What had they been doing in his office?

The lock wasn’t working. It had been, however, when he left the office the last time, because he automatically, from ingrained habit, tried the handle every time he left.

He stood in his office looking around, trying to see what Temple could have seen. What would he have been interested in? The computers, of course. But there was nothing on Cara’s that would have been of interest to him, and the information in Ronsard’s computer was password protected.

The password. He walked to his desk and surveyed the items on top of it. Nothing looked disturbed; his copy of A Tale of Two Cities was exactly where he had left it.

And yet—

And yet, the instinct for survival that had stood him in such good stead told him that Temple had somehow breached the security in his computer as surely as he had breached the estate’s security. Ronsard couldn’t afford to assume otherwise. Nor could he afford to underestimate his opponent, a man who evidently appeared and disappeared at will, and who had access to government documents before they were made public. Such a man was a man with power either behind him, or in his own hands.

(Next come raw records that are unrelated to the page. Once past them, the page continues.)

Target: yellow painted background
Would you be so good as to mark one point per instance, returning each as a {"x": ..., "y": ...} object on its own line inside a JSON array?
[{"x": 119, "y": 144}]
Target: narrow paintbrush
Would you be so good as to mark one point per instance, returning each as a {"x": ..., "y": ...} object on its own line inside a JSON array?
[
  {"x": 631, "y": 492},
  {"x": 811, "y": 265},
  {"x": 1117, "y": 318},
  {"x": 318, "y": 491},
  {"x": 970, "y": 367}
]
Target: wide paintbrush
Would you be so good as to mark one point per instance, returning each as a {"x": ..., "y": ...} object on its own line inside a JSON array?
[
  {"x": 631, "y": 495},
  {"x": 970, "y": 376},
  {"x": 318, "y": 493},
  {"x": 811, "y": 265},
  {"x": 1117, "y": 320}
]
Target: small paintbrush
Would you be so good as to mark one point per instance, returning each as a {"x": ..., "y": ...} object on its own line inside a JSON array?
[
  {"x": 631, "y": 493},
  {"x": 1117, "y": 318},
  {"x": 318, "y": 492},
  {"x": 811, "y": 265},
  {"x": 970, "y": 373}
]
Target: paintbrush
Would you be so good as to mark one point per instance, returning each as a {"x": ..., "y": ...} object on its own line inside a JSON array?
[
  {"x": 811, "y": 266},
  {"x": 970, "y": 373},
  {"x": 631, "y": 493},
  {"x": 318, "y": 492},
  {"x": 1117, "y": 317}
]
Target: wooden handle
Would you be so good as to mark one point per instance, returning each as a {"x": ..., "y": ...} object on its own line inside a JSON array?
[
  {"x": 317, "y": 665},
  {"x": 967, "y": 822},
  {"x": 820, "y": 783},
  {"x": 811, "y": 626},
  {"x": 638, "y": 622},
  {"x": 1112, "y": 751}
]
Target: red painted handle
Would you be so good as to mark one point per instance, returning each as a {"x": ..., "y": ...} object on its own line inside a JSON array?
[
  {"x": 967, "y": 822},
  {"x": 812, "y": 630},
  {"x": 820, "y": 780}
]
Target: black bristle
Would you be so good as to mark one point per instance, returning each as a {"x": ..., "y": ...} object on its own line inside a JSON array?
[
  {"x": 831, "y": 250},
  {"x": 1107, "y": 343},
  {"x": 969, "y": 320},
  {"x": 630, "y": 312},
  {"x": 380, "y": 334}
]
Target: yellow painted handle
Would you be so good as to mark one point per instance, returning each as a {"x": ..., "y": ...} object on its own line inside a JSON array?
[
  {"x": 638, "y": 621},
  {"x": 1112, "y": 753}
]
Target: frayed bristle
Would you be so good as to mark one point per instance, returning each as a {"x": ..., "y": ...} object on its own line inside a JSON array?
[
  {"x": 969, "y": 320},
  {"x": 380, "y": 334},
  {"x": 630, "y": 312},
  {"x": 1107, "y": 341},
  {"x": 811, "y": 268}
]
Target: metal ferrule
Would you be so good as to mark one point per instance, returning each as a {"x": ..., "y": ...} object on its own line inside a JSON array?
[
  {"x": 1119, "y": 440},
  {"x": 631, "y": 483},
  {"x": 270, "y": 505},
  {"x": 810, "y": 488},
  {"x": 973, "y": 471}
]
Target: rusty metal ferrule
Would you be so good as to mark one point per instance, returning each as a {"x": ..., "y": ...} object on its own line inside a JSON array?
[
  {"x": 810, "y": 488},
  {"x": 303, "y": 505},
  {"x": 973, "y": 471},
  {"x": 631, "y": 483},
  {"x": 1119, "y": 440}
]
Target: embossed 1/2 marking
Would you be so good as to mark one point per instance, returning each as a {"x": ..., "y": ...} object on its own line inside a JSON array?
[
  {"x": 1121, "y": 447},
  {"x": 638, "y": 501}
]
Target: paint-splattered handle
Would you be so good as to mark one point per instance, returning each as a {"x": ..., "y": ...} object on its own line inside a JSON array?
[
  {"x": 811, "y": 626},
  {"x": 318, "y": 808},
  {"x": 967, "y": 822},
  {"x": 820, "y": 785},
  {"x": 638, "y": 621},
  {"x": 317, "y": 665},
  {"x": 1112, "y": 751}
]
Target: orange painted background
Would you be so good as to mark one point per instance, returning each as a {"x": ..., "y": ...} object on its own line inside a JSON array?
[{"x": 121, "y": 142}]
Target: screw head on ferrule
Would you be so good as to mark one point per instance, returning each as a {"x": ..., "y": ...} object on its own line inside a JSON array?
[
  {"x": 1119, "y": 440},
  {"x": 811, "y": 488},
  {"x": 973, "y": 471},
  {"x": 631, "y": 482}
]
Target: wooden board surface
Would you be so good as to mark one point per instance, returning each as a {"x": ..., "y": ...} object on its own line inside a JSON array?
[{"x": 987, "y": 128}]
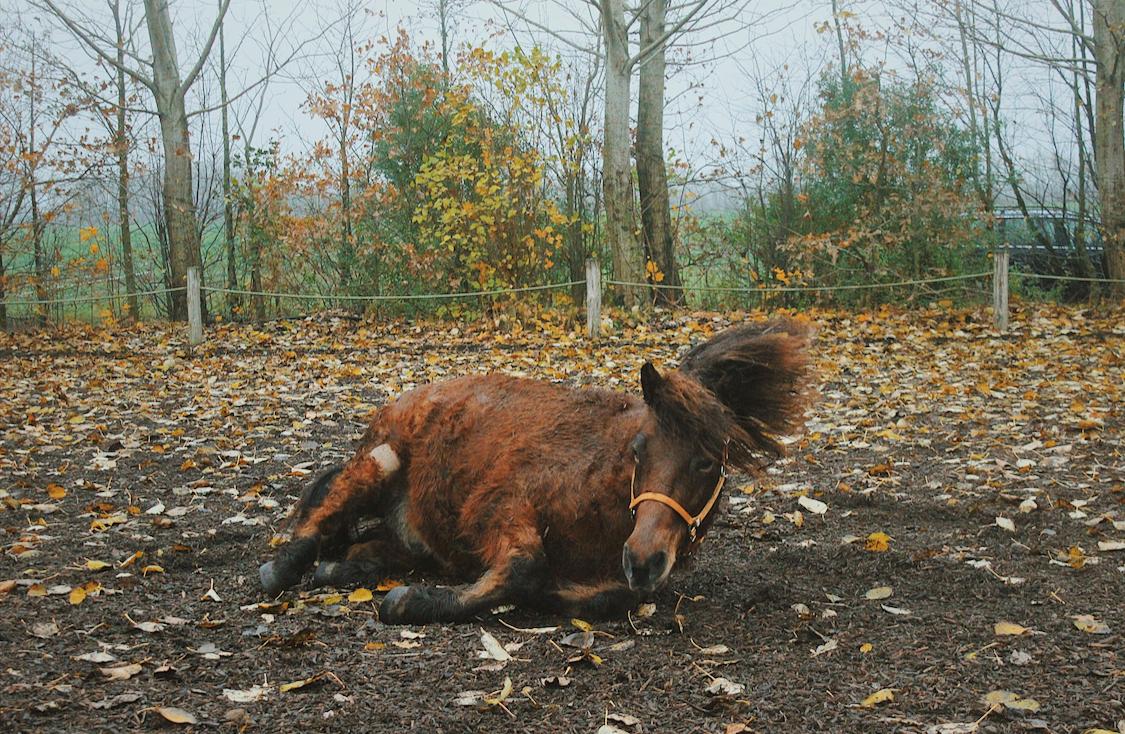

They had to be found. With one phone call to the authorities in Lyon he had immediately thrown a net over the airport, then, when one of his more observant men saw where a car had been driven off the road and found the Mercedes abandoned, extended that net to the car rental services also.

They were on foot, unless Temple stole another car. Ronsard arranged that he be told immediately if any thefts were reported.

He sat down at his desk, drumming his fingers on the wood. Lyon was the most logical immediate destination—but perhaps Temple would go in the opposite direction, for that reason. Do the unexpected. Keep your opponent off balance, guessing.

This would be like a game of chess, with moves and countermoves. The key to victory was planning ahead, anticipating every move his opponent could make.

Marseilles was to the south—a larger city than Lyon, with a huge, busy port. It was farther away, but once there, the chances of escaping went up dramatically.

The port. That was the key. Temple would escape by water.

* * *

The village was a small one, no more than fifteen houses loosely grouped on each side of the road. John selected an older model Renault that was parked in front of a cottage, as the older cars were easier to hotwire. Niema stood watch while he eased the car door open and felt under the dash for the wiring harness. The interior light was burning, but he didn’t have a flashlight and had to take the chance of someone seeing the light. With his knife, he stripped the wires of their plastic sheath.

Three cottages away, a dog roused from its doggy dreams and barked once, then fell silent. No light came on in any of the cottage’s windows.